И тут в слесарню входит наш бугор Петрович. “Вот игде курорт”, — пищит он, потирая ладони, щурится, пытаясь разглядеть нас всех против света, и расстегивает на груди тугой полушубок. Ему сейчас бурки на ноги — вылитый хозяин, заводчик получится, но он наш хозяин и в таком виде, в ботах с толстыми подошвами и отблескивающей мехом шапке-обманке. “Черчёж тебе, — говорит, доставая на свет листок бумаги, и протягивает Константину. — В ценциметрах размер”. Константин разворачивает листок, читает чертеж. Он словно бы подрастает при этом, смотрит сверху вниз, хмурится и поджимает губы — важничает. Да сейчас и каждый не против получить какой-никакой наряд, заняться делом и точно знать, что в конце месяца будет заработок, а не подачка в триста рублей. Санек как бы не выдерживает и, подхватив рукавицы, уходит из слесарни, Васек — следом, мне же, например, рваться за ними ни к чему: верстак, на котором мы обычно сидим, — мое рабочее место, в углу даже полупустая бутыль с электролитом стоит, выпрямитель на стене… “Не узнаю руку, — бормочет Константин. — И швеллера такого по сортаменту не бывает... Попробуем к вечеру изготовить экземплярчик, — говорит наконец внятно. — А всего сколько?” — “И всего один! — удостоверяет бугор и застегивается. — К вечеру сам загляну, действуй, Константин!”
Когда бугор уходит, Иван Михалыч заглядывает в чертеж и в упор смотрит на Константина. “Он же свиней держит, — выговаривает. — Возьми и спроси с него килограмм пять, чем химию глотать каждый день... За мной сейчас зять заедет. Если кто из конторы спросит, скажите — на территории”.
Мы остаемся вдвоем. Константин крепит листок магнитиком на сверлильном станке, осматривается. Взять ему тут вроде бы нечего: на стеллажах и в углу хлам сплошной, обрезки столетние. Он вытягивает на пробу один кусок уголка, другой, сравнивает их, самый длинный откладывает на рабочий верстак. Сгрузив половину среднего стеллажа на пол, достает третий кусок, и он оказывается почти вровень с отобранным. “Но без сварочки не обойдемся”, — говорит так, словно мы с ним заодно. Чертеж я уже рассмотрел, но что там к чему, до конца не понял. Константин выкапывает колесико, ролик какой-то, и радуется как золотому слитку. “А сходи, Павлик, в боксы, пособирай нам электродов, — просит уже напрямую. — В четвертом осенью кузов Степанищеву проваривали — должны окурочки остаться. Нам и трехдюймовые пойдут”.

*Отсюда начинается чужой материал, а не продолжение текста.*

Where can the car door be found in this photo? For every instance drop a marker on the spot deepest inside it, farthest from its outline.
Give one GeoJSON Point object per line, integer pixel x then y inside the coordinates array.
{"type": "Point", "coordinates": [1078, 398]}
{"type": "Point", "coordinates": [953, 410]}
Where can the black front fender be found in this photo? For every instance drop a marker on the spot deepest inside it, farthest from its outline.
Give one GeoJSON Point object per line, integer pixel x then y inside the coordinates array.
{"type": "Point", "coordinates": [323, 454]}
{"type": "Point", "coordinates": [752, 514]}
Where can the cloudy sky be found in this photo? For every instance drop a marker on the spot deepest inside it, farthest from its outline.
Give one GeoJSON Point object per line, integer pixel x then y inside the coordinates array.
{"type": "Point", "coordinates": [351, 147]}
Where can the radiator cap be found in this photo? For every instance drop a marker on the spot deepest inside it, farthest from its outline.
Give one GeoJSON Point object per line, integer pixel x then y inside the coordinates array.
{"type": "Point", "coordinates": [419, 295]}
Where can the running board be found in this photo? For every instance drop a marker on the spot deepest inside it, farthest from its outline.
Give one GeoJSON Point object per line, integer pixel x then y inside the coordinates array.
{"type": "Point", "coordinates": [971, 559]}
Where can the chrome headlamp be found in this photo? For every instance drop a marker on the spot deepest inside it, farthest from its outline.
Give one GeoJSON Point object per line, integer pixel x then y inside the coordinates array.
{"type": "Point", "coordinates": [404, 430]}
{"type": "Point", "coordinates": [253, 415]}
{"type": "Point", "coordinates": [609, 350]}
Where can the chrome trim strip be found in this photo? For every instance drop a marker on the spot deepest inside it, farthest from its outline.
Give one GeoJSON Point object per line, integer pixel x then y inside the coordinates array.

“Я к тебе в подручные не нанимался”, — вот что готово было сорваться с моего языка, и я спешу убраться из слесарни. Солнце после обеда светит прямо в боксы, и сейчас хорошо видно, что все они пусты. В стороне торчат из-под снега изувеченные за все время существования нашей “химии” машины и трактор, горелый кузов автобуса, утонувший в сугроб по самые окна, и в целом картина называется “Немец пролетел”. Боксы наполовину заметены, но четвертый почти всегда чист — в него удобно заезжать с любого положения. Два подходящих окурка я нахожу в смотровой яме, еще один — половину электрода с осыпавшимся флюсом — у задней стены, и больше ловить тут нечего. Вдоль машинного двора тянет студеный северный ветер, а в боксах затишье, я присаживаюсь на ящик и закуриваю.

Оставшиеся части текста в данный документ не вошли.